By inhibiting the destruction of the anti-inflammatory neurotransmitter called adenosine, CBD offers potent anti-inflammatory benefits and is often used by patients with chronic pain or athletes looking to cut down recovery time. CBD also binds to the TRPV-1 receptors that are part of the vanilloid system, which are known to mediate pain perception, inflammation and body temperature.
Along with being an anti-inflammatory, CBD is also a potent antioxidant, and together these effects offer neuroprotective properties that could be useful in treating movement disorders like Huntington’s and multiple sclerosis, along with neurodegenerative diseases like Alzheimer’s.
Ways To Support Your ECS
Aside from enjoying the benefits that CBD might offer you, there are many ways to support your body’s ECS and the natural state of balance your body is striving for. Research shows that taking care of your body through diet, exercise and other healthy lifestyle choices all support the optimal functioning of your ECS.

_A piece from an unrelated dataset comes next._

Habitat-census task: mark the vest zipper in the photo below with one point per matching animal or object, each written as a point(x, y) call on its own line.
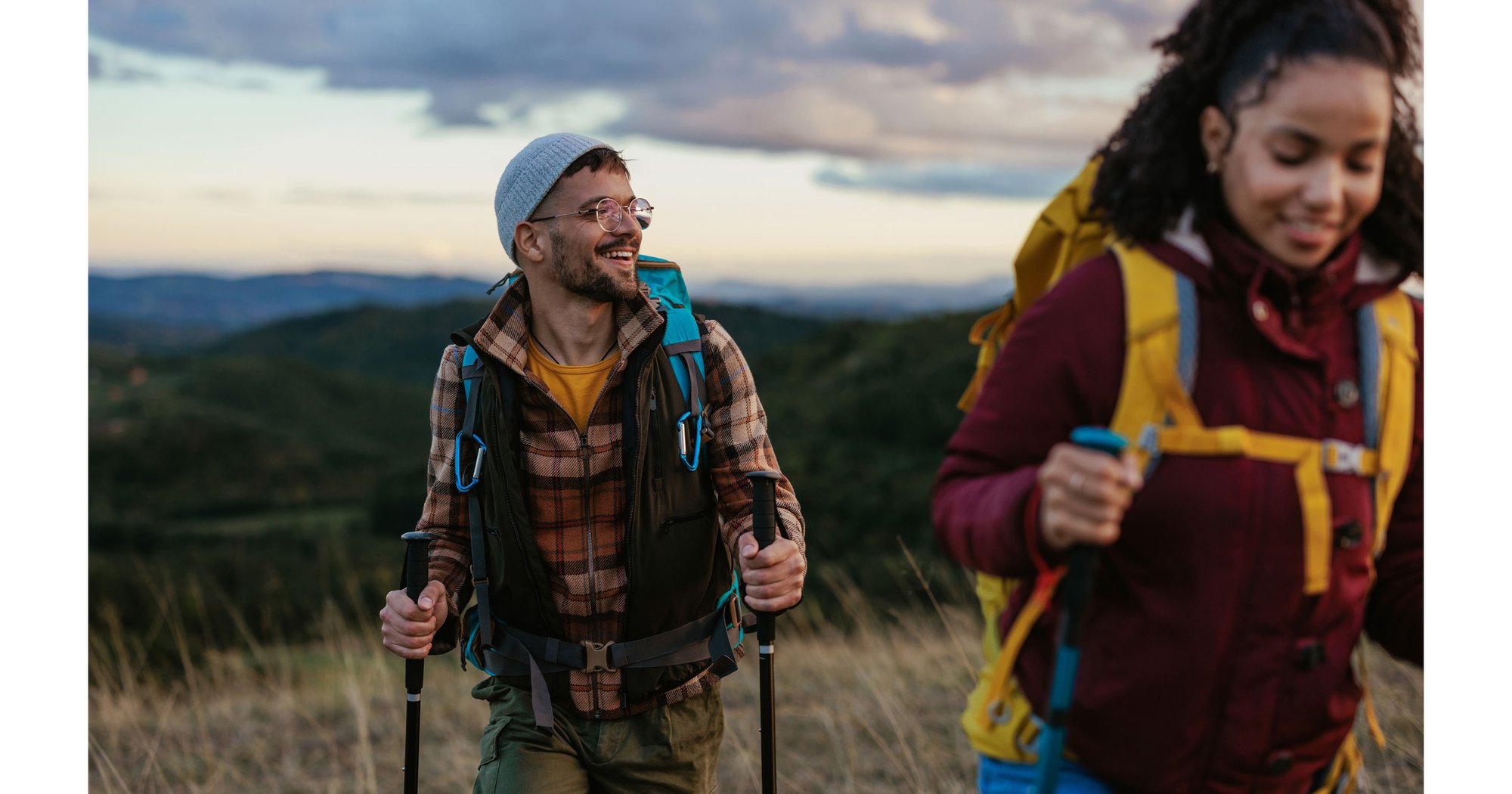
point(593, 588)
point(587, 523)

Your body creates endocannabinoids with the help of fatty acids. Omega-3 fatty acids are especially important for this, and research in animals has shown a connection between diets low in omega-3s and mood changes caused by poor endocannabinoid regulation. Hemp seeds are a quality source of omega-3, but fish like salmon and sardines produce a form of omega-3s that is easier for your body to use. Nuts and eggs are also good sources of omega-3.
New research has found that omega-3 fatty acids might also provide anti-inflammatory benefits in much the same way as our endocannabinoids and the cannabinoids in hemp and cannabis do.

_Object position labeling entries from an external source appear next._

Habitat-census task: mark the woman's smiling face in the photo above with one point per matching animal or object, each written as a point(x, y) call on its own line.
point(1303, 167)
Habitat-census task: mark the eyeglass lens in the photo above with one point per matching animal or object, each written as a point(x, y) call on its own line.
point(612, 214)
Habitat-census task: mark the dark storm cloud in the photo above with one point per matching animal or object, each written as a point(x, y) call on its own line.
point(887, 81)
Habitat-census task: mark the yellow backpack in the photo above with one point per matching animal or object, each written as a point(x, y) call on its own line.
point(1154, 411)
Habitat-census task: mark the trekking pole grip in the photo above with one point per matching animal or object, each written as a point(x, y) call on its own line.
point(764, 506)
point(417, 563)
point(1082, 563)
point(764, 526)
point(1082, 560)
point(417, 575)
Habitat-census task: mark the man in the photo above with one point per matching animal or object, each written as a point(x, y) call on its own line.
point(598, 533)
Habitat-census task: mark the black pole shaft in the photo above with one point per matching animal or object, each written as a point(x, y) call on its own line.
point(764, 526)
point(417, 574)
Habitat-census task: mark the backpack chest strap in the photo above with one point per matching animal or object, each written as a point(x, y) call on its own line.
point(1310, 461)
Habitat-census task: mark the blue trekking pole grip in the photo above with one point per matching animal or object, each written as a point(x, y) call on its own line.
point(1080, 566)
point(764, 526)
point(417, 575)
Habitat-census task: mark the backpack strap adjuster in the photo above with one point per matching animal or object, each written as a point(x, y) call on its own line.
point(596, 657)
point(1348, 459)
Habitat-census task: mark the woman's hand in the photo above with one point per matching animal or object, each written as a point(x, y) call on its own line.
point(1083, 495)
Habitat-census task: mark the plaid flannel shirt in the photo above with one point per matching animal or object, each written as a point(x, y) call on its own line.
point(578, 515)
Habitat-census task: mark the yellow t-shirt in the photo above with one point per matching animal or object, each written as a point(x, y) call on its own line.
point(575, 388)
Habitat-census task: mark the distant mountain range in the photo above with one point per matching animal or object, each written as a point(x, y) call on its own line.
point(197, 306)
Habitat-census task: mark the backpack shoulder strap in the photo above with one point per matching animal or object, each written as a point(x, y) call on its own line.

A great way to approach supporting your ECS, in general, is through diet. A diet that emphasizes greens, beans, onions, mushrooms, berries, and seeds (or a G-BOMB diet) is not only good for your ECS but your body as a whole because these foods are the most nutrient-dense and health-promoting foods on the planet.
Another way to support your ECS is through lifestyle: massage, acupuncture, exercise, and weight control can all upregulate (or enhance) your endocannabinoid system. The effects of stress can deplete the ECS as well, and so active stress management through yoga, meditation, and deep breathing can be beneficial in maintaining a vital system. Moderate- to high-intensity exercise also increases endocannabinoid levels (particularly anandamide) in the body, supporting previous research that has shown exercise has anti-depressant like effects.